Abhorrence of a vacuum once had the status of a scientific principle. Then along came the 17th-century Italian physicist Evangelista Torricelli.

Tubes And Mercury



In his most famous experiment, Torricelli got skilled Italian glassblowers to make a long glass tube. It was basically a four-foot long test tube with a closed end.

Torricelli filled the tube with mercury, put his finger over the open end, turned the tube over, immersed the open end in a bowl of mercury, and removed his finger. The mercury in the tube didn't all run out; it fell to about 30 inches above the bowl and stopped.
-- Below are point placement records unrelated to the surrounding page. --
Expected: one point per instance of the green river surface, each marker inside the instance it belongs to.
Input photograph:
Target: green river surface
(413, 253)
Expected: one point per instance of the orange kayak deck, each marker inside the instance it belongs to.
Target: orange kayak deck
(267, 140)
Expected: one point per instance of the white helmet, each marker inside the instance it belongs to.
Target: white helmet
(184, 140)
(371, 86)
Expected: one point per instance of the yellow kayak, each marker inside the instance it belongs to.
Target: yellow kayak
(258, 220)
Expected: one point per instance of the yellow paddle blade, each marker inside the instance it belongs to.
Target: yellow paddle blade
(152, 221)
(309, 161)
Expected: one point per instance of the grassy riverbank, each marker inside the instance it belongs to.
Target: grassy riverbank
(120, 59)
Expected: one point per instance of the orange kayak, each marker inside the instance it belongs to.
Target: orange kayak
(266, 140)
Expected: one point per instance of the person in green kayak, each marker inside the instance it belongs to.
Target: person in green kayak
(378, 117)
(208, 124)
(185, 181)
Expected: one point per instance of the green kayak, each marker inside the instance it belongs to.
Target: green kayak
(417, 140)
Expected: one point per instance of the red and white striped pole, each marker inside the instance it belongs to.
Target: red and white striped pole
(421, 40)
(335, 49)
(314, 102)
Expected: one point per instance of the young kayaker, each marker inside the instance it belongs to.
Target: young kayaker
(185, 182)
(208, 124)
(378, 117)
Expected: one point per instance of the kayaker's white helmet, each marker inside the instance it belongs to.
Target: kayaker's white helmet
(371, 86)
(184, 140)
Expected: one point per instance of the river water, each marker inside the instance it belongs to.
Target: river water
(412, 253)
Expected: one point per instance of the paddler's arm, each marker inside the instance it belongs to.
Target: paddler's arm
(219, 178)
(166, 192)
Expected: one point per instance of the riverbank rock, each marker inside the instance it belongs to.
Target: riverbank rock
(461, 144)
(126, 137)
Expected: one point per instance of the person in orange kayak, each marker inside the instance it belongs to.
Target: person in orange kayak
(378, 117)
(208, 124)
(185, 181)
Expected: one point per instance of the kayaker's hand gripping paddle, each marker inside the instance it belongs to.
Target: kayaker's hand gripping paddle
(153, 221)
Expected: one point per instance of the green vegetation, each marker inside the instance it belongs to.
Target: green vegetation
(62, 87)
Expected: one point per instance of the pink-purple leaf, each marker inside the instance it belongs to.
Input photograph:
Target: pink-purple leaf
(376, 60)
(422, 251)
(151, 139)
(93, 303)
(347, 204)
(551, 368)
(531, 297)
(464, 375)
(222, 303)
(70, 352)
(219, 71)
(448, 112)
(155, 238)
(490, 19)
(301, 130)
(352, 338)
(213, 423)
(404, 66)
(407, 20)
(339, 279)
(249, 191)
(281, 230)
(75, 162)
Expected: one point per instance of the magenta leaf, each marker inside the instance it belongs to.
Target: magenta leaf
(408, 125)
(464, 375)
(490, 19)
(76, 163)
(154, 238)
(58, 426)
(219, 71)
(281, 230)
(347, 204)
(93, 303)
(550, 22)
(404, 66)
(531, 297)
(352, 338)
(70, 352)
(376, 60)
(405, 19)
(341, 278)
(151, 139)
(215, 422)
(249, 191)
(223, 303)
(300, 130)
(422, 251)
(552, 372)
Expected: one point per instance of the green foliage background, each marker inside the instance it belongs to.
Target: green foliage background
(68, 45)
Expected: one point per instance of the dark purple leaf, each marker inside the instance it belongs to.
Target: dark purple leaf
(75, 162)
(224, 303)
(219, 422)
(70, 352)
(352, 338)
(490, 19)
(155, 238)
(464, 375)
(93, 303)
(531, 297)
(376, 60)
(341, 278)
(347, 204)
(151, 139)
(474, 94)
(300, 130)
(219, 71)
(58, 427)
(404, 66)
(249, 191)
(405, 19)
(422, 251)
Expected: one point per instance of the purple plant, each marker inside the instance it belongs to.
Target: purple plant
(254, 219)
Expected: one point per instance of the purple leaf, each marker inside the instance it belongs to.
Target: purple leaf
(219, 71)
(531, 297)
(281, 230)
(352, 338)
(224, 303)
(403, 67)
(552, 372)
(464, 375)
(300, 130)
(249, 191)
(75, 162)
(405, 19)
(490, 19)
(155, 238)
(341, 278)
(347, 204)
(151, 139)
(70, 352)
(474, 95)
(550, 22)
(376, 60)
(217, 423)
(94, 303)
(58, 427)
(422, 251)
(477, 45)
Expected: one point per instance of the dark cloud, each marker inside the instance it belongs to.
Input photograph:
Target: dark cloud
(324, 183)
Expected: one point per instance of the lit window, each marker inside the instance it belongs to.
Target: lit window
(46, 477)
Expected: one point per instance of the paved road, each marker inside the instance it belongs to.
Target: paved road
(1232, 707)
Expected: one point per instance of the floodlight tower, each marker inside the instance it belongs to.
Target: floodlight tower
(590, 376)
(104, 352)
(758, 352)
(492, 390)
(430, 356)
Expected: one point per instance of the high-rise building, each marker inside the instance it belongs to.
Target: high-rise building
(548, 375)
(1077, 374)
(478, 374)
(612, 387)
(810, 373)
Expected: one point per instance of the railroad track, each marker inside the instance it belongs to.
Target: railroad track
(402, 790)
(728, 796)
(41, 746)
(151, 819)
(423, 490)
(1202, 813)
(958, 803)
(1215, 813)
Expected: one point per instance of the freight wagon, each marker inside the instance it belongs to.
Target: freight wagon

Between the sealed top end of the tube and the top end of the mercury was empty space, a vacuum.

Another Experiment



The old idea was a vacuum would have pulled the mercury and held it up in the tube. Torricelli tested that idea by repeating his experiment with another tube that had a big bulb at the sealed end. The mercury fell to the same level as before, even though there was now more vacuum at the top of the tube.

Torricelli concluded the vacuum in the tube was not pulling the mercury from above. Instead, the atmosphere's weight was pushing the mercury from below by pushing down on the mercury in the bowl.

Today's terminology for Torricelli's device is a mercury barometer. We still express atmospheric pressure in inches of mercury.

It's possible to build a water barometer on the same principle. But since water is less dense than mercury, atmospheric pressure will push water higher up to about 34 feet. But no higher than that.